We’re not without models. Three have landed in my lap recently, and I
encourage you to open your awareness to recognize the ones around you. For practice, try this:
1. Watch the first minute of James Taylor’s “Shed a Little Light.”
2. Then listen to the first minute of his
interview at Williams College Commencement . Notice
the contrast in fluency.
3. Visit the NPR website for Fresh Air's Terry Gross conversing with Director Wes
Anderson.* Play the
audio to hear the disfluencies; the significance comes through most powerfully
near the end, at about 37 minutes. Also look
at the transcript where Anderson reveals the metacognitive insight about the
nature of intuitive artistry. For example, responding to Gross’

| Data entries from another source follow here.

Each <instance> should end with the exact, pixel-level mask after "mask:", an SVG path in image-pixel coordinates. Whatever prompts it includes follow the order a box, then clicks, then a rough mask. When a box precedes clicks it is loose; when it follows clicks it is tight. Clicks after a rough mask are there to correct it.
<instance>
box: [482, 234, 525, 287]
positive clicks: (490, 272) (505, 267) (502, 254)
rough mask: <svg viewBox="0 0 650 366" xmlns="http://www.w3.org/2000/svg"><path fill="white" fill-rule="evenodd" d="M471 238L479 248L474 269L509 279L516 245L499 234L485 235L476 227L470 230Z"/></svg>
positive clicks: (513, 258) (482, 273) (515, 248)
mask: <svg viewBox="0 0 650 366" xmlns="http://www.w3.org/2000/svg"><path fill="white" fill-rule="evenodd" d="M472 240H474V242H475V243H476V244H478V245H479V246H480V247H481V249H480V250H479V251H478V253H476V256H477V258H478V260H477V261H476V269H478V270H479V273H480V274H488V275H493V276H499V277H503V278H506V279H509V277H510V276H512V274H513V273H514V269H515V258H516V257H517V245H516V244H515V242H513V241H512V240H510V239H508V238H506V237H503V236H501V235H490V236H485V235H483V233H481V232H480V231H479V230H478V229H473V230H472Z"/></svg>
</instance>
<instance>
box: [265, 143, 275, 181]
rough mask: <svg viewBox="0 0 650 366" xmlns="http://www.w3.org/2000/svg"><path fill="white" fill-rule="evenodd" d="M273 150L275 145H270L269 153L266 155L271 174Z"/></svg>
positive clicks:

clear articulation of his thinking, he says:
Yeah. And usually I don't want to - I try - I'm happy to have it
described to me later because then I can feel - it sort of gives me a - I like
to have a reason afterwards. But when it's happening I want to not be too
connected to that. I don't want to be reinforcing my points and making them
more clear.
For full effect, listen to the repetitions,
sentence frags, vocalized pausing, and other markers of disfluency. On
most measures of school performance, this would receive an F; yet the successful director says that the kind of
composing given high marks on most rubrics and test standards would block him
from his process in doing good work. Perhaps
those standards can be applied later, but they must not be prematurely imposed
or we lose creativity.
Tolerance for disfluency applies not only in the
arts. Steven
Johnson says important innovations “start with a vague, hard-to-describe
sense . . . and linger in the shadows of the mind, sometimes for decades” (Where Good Ideas Come From:
The Natural History of Innovation, p. 77). The
Stigma of Genius: Einstein, Consciousness, & Education explores Einstein’s failure in school and the
failure of traditional schooling.
In summary, to move into the new paradigm, I
recommend:
1. Experience the vitality at the edge of
consciousness enough to fight for it. We’re
going to have to defend “disfluency” if we innovate effectively with
technology. We can do
that best when we’re engaging healthy passionate activity that brings the life
force more abundantly.
2. Recognize the difficulty that comes in trying
to articulate at this place. The
depths of vitality are out past words and yet articulating the experience keeps
us in the flow of it.
3. Accept and come to know the “feel” of this
process. (Ira Glass says it may take awhile.) We need to know when
"disfluency" is good and when it's not. "Feel" or
"taste" is one key to distinguishing when disfluency goes with a
life-affirming experience from when it’s evidence of a confused state.
4. Surround yourself with persons who care about
this work/play at the edge. Nurture
the supportive community.
5. Make this kind of learning the professional
development model. It’s
about respecting situated knowing, collaboration, and continuous inquiry. In a number of posts, I’ve shown how our UMdWP work and that of the National Writing Project do this best of anything I've seen in education.
*See NY Review of Books, Wes Anderson's Worlds by Michael Chabon. Adapted from the introduction to The Wes Anderson Collection by Matt Zoller Seitz, to be published in October 2013 by Abrams Publishers.